By James Hamilton, J.D., LL.M.
With the coming of judgment-driven principles-based standards, the SEC staff urges companies to engage in continuing upward dialogue regarding their accounting judgments made while preparing financial statements. Reasonable judgment is the foundation of the US financial reporting system, declared Associate Chief Accountant Todd Hardiman at a recent AICPA seminar. Reasonable accounting judgments are necessary for both rules-based standards and the more subjective principles-based standards, he said, as well as for transactions for which the accounting literature does not specifically apply. In his remarks, Mr. Hardiman also lays out the chain of command for a company to use if it disagrees with an SEC staff comment on professional accounting judgment. The chain goes right up though the Division of Corporation Finance accounting command all the way up to the SEC’s Office of the Chief Accountant.
The associate chief accountant advised issuers not to silently accept a staff conclusion that they do not agree with. Doing so stops the dialogue, he reasoned, and the staff may view the silence as validation of their comments. In that situation, the official urged issuers to seek a review of the staff’s decision by more senior SEC accounting staff.
Laying out a roadmap for going up the chain of command, the official noted that the issuer-SEC dialogue starts with the staff accountant and review accountant identified in the staff comment letter. An issuer that thinks their conclusion is not appropriate should continue the dialogue by asking for a review by more senior accounting staff of the Division of Corporation Finance.
The first layer of additional review will come from the senior assistant chief accountant; of which there is one for each of the division's eleven industry groups. If the issuer still does not agree with the staff decision, it should request a review by the division’s Office of Chief Accountant.
At that level, the decision will be reviewed by one of seven associate chief accountants. Depending on the course of the dialogue with division, either the Deputy Chief Accountant or Chief Accountant may be pulled into the dialogue. Finally, after working up the division’s chain of command, there is the opportunity to have the division's decision reviewed by the Office of Chief Accountant of the Commission.
Generally, companies and their management do a good job of making judgments, said the SEC official, and that is appropriate. Management is closest to the action and thus best-suited to make the delicate inferences and judgments unique to their facts and circumstances. But at times, he continued, their disclosure documents do not explain those important judgments and sometimes actually seem inconsistent with the exercise of appropriate judgment. When that happens, he noted, the SEC staff enters the mix.
The official explained that the staff will question accounting judgments when the basis for an important judgment is counterintuitive or unclear from the disclosure. The staff will also raise a question when the judgments appear to be inconsistent with other judgments or assumptions made by management. The staff will also query when the analogy to accounting literature cited by management to support a judgment has been superseded by more recent thinking in other more closely analogous accounting literature that existed at the filing date. Broadly, then, the SEC staff will question an important judgment when they cannot understand it or when on it seems inappropriate on its face.

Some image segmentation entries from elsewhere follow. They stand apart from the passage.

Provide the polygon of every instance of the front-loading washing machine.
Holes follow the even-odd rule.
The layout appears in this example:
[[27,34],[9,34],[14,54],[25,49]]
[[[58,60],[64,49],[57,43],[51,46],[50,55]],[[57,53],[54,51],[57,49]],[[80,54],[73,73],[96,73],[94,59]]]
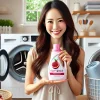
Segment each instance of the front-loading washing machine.
[[35,47],[38,34],[1,34],[1,49],[9,56],[9,74],[1,82],[1,89],[9,90],[12,98],[31,98],[24,92],[26,58],[31,47]]
[[[85,51],[84,75],[86,74],[86,66],[92,61],[100,61],[100,37],[83,38],[82,47]],[[86,86],[84,79],[83,94],[86,94]]]

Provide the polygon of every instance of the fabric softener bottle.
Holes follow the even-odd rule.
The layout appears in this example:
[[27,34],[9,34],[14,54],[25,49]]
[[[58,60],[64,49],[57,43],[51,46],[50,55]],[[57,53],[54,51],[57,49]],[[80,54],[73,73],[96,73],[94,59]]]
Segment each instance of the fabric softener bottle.
[[66,62],[59,58],[60,45],[53,44],[51,58],[48,66],[49,80],[65,80],[67,75]]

But the SEC official assured that the staff’s questioning of an accounting judgment does not mean that they have concluded that the judgment is wrong. In virtually every comment that asks questions about judgment, he explained, the comment should be viewed as an invitation to a dialogue. While it is an invitation that may be difficult to decline, he acknowledged, companies must understand that the comment is intended to elicit a dialogue.

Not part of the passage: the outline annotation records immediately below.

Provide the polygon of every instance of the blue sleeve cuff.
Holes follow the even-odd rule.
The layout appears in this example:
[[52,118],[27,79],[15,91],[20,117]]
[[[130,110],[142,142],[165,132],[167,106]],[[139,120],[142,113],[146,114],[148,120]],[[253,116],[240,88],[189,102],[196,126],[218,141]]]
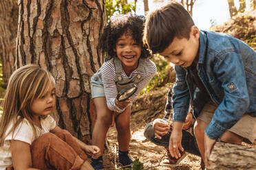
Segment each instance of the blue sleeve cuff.
[[222,127],[214,120],[211,120],[204,132],[212,139],[217,139],[224,134],[227,129]]
[[187,110],[186,110],[175,109],[173,110],[173,119],[174,121],[184,122]]

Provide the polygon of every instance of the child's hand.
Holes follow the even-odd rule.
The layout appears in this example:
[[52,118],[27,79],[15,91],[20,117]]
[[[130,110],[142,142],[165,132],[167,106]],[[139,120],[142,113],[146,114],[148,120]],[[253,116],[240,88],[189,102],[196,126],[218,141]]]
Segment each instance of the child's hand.
[[161,136],[164,136],[169,131],[170,125],[161,119],[156,119],[153,121],[153,129],[155,136],[161,139]]
[[216,140],[211,138],[204,133],[204,164],[206,167],[210,166],[210,154],[215,143]]
[[193,115],[191,112],[188,112],[188,114],[186,115],[186,121],[183,125],[182,129],[183,130],[189,129],[191,125],[192,121],[193,121]]
[[129,99],[125,100],[123,101],[118,101],[116,99],[115,99],[116,105],[120,109],[125,108],[127,105],[131,103],[131,100]]
[[172,157],[176,159],[181,156],[180,151],[183,151],[183,147],[181,145],[182,138],[182,122],[173,121],[173,130],[169,142],[169,149]]
[[96,159],[100,156],[100,148],[95,145],[87,145],[86,147],[85,147],[86,154],[92,156],[94,159]]

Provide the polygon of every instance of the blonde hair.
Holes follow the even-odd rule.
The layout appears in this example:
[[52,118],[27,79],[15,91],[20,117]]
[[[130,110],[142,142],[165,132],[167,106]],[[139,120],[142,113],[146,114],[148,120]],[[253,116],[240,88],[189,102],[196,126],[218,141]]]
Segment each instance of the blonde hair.
[[[32,117],[30,106],[33,100],[40,98],[46,93],[51,81],[51,73],[37,64],[28,64],[16,70],[10,77],[4,97],[3,112],[0,120],[0,147],[10,133],[14,132],[23,119],[26,119],[36,135],[35,125]],[[13,126],[8,134],[10,123]]]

Indeed, the SEC needs issuers to fully participate in a dialogue since there is not always one right answer, especially when the judgment relates to principles-based standards or transactions where the accounting literature is not directly on point. In those circumstances, the SEC staff is trying to determine if the company's accounting is unreasonable. In order to answer that question, the staff needs help in understanding why the company made the judgment. Sometimes the reason why is self evident from the disclosure document, he observed, but if the staff is raising a question it probably is not.